Another factor affecting the trust in recent months has been its gearing – it is 116 per cent invested. “That has been hurting us in recent months,” says Mr Isaly.

 

Brighter times ahead

It is not all negative, though. Worldwide Healthcare invests around the world and Mr Islay says there are good opportunities in emerging markets, and in innovative biotech and technology companies at historically low valuations.

“We use the old to invest in the new,” he explains. “The old in this context is big pharma and against our benchmark we are underweight big pharma by 23.7 percentage points. We are overweight in biotech by 16.6 per cent and emerging markets by 15.6 per cent.”

This includes investments in China, where Mr Isaly says the healthcare market is growing by around 8 per cent a year, and holdings include Chinese medical supplies company Yes!Star (HK:2393).
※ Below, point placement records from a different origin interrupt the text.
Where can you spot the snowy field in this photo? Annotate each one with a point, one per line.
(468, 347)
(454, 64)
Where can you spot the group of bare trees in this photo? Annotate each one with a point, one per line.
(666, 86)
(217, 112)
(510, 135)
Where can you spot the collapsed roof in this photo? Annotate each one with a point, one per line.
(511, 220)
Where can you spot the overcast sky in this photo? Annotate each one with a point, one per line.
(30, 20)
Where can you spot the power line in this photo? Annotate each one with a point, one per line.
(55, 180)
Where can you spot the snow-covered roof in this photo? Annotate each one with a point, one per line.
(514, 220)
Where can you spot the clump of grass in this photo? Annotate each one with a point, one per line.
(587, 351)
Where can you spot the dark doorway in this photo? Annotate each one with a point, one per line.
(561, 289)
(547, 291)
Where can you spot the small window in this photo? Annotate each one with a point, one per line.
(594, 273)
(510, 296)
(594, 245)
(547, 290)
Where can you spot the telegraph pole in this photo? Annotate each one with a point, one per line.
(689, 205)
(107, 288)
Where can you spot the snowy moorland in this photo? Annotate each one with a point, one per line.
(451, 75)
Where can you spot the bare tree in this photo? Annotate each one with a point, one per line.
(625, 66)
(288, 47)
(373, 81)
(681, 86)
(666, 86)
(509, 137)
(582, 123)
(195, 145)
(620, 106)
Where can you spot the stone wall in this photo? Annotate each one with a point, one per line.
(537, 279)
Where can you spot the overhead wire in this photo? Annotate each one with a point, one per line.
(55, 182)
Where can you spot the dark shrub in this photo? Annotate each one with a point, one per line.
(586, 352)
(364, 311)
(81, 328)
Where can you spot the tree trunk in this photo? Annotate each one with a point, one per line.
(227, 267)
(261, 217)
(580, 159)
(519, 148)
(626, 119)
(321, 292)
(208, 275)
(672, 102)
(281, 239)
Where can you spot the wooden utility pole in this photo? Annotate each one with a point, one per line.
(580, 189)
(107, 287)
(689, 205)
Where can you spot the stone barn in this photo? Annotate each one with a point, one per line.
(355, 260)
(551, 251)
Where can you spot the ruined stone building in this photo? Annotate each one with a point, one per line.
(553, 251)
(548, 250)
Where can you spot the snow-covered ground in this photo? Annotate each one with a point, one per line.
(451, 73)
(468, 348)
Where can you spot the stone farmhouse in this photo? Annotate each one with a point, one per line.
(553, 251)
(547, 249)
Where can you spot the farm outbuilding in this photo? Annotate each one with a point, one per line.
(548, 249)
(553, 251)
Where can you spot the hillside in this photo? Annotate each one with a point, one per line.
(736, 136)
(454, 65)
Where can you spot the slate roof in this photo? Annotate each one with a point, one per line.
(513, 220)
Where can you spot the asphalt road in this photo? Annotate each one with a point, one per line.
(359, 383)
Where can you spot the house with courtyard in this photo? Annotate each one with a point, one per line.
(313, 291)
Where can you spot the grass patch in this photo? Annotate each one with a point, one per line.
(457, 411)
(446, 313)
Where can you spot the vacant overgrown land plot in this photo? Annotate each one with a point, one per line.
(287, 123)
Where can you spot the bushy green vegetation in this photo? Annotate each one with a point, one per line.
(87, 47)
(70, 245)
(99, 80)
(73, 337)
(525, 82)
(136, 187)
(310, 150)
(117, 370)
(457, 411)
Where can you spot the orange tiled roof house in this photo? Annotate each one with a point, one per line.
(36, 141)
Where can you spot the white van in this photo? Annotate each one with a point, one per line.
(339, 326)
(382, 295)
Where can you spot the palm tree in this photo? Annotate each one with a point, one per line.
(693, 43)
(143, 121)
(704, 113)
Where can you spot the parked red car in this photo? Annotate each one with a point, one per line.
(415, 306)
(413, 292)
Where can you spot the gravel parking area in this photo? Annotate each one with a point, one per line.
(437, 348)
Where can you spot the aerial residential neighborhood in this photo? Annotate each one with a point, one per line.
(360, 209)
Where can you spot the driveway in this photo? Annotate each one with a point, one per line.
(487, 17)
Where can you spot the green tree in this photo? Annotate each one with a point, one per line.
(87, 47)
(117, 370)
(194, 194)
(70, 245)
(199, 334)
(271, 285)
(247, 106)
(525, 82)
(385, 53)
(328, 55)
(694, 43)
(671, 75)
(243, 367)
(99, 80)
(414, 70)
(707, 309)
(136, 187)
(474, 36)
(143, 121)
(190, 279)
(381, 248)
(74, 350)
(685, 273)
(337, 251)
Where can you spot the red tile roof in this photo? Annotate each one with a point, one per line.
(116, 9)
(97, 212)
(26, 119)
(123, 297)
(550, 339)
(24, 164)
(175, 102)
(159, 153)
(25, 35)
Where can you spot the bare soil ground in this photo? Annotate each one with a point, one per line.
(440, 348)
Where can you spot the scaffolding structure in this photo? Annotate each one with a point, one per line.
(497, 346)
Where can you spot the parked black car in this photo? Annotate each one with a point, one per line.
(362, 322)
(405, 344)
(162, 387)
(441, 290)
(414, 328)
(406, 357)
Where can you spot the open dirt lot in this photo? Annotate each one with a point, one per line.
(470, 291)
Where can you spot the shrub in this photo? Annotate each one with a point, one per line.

It also holds IHH Healthcare (KLS:IHH) in Malaysia.

Over the long term, it is a strategy that has delivered. Over 10 years the trust has returned 364.9 per cent against 212.7 per cent for MSCI World Healthcare index and 446.6 per cent for Nasdaq Biotechnology index. It has also been less volatile than the biotech index, having returned more than that index over one and three years, and generating a similar return over five years.

That is partly due to Worldwide Healthcare’s diverse mix of geographies and stocks, which means that even when one area is suffering, another can profit. For example, Mr Isaly says reduced admissions to hospitals mean lower payments by health insurance companies, also held in the trust, which means higher profits for them even if hospitals are down.

Any potential concerns over President-elect Trump’s policies are also far less damaging to biotech than the impact Mrs Clinton might have had on drug pricing. Last month, in the company’s half-year results notice Mr Isaly wrote: “With a Republican ‘sweep’ of the White House, Senate and Congress, any threat of Democratic ideals on drug pricing and/or single-payer system coming to pass are now 100 per cent quashed. This overhang that persisted over the sector during the past 18 months is now gone and, once the fog of politics lifts, we fully expect therapeutic stocks to do well in 2017.”